Getting a filter rated for a 30 gal is not going to be enough. I would go up to something rated for a 50 gal, but even then it will only offer temporary relief. Your fish are going to need a huge tank or a pond in order to thrive. While some might survive in the 30 gal, you are going to have lots of problems with disease.
Most pet stores don't really know what they are talking about with fish. I've never gotten good advice from a petstore employee. Don't get me wrong. There are intelligent ones out there, but they are the minority by far. I'm sorry you've had encounters with the poorly educated kind.
Right now, in that tank, you can't fit anything else in. It's already waay overstocked. You should be doing 50% water changes daily to keep everyone healthy. Beginner's Guide to the Freshwater Aquarium Cycle This is a great article about cycling a freshwater tank.
Goldfish are not aggressive, but they are well known for eating anything that can fit in their mouths (I can't even have snails with mine). They won't seek out fish and bully them to death, but some can be nippy with long flowy fins. Right now, you can't have anything else with your fish. When they are in a suitable home, you can try to find some tankmates for them. Their final home will determine what their tankmates can be. Both ponds and tanks have possibilities. In ponds, goldfish can be kept with koi (provided the pond is large enough) or mosquitofish (guppy relatives). In tanks I have seen goldfish kept with a variety of things. A buddy of mine here has 3 comets and 2 bichir in a 100 gal.
Thanks for the information
I just checked the ph level in my tank and its high, can you use ph down while the fish are still in the tank/
How high is "high" for your pH? And is this the same as the tap water (you should let some tap water sit overnight and then test pH, the dissolved CO2 can result in a faulty and lower reading)?
Goldfish do best in basic (pH above 7) water, so "high" may be quite fine. And Izzy is quite correct, messing with trying to adjust pH can be fraught with trouble and is highly stressful on fish in the water. You can read why here:
I agree with Izzy's earlier suggestions, just for the record.

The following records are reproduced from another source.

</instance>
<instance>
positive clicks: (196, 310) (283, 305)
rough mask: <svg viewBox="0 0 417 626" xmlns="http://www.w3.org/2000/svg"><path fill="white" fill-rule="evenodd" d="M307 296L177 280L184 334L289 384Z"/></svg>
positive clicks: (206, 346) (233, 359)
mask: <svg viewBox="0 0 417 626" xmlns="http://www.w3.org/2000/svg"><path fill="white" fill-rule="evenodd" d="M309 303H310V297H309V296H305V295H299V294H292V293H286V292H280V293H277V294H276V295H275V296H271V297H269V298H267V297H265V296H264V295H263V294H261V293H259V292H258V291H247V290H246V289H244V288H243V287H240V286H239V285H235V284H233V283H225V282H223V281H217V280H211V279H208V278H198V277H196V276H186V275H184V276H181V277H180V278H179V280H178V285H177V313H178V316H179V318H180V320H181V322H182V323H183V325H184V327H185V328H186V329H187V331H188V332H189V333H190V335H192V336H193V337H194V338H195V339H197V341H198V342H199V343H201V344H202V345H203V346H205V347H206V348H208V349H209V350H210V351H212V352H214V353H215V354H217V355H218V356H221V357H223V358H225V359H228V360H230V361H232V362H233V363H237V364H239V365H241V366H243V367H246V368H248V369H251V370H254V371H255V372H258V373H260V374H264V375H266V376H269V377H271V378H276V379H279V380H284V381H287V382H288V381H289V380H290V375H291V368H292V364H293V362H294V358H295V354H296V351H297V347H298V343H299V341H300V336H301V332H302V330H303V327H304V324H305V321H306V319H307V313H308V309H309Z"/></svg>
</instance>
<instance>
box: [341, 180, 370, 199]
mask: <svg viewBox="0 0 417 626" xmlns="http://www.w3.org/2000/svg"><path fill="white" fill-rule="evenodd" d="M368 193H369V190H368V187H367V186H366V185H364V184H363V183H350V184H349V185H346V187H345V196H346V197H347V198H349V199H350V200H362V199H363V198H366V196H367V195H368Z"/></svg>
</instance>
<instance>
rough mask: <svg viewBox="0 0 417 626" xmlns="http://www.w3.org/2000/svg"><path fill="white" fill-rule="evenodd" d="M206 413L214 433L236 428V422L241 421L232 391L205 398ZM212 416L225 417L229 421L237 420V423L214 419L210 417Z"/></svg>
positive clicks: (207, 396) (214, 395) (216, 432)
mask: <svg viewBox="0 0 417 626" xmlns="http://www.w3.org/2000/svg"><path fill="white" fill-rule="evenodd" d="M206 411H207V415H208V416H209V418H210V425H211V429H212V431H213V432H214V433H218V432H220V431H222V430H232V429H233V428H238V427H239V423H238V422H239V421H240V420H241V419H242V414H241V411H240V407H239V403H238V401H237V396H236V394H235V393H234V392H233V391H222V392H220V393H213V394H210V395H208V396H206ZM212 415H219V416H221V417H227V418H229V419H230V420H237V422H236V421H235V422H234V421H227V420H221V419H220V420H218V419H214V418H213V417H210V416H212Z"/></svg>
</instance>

yeah i never used the ph down, i vacuumed the rocks/tank today and did a 50% water change, it cleared the cloudyness quite abit and the fish are fine, thanks for the info
The pH of the tap water will normally remain fairly close in the aquarium. If it is rising, that indicates there is a calcareous substance in the aquarium, such as gravel, sand or rock composed of a calcareous mineral such as calcium (primarily), magnesium, and a few others. Limestone, dolomite, aragonite, marble all do this, as does coral (shells, crushed coral, etc). Aside from this, the pH in the aquarium is not likely to rise above the tap water pH.
If the aquarium pH lowers below the tap water, that is natural. That article I linked earlier will explain that. This can be dangerous if it is significant, and with basic-water fish (like goldfish). A water change would raise the pH somewhat (depending upon several factors) in this situation.
The aim is stability; a relatively-stable pH and nitrate level is healthiest for the fish.
The cloudiness is another issue entirely, just so you know.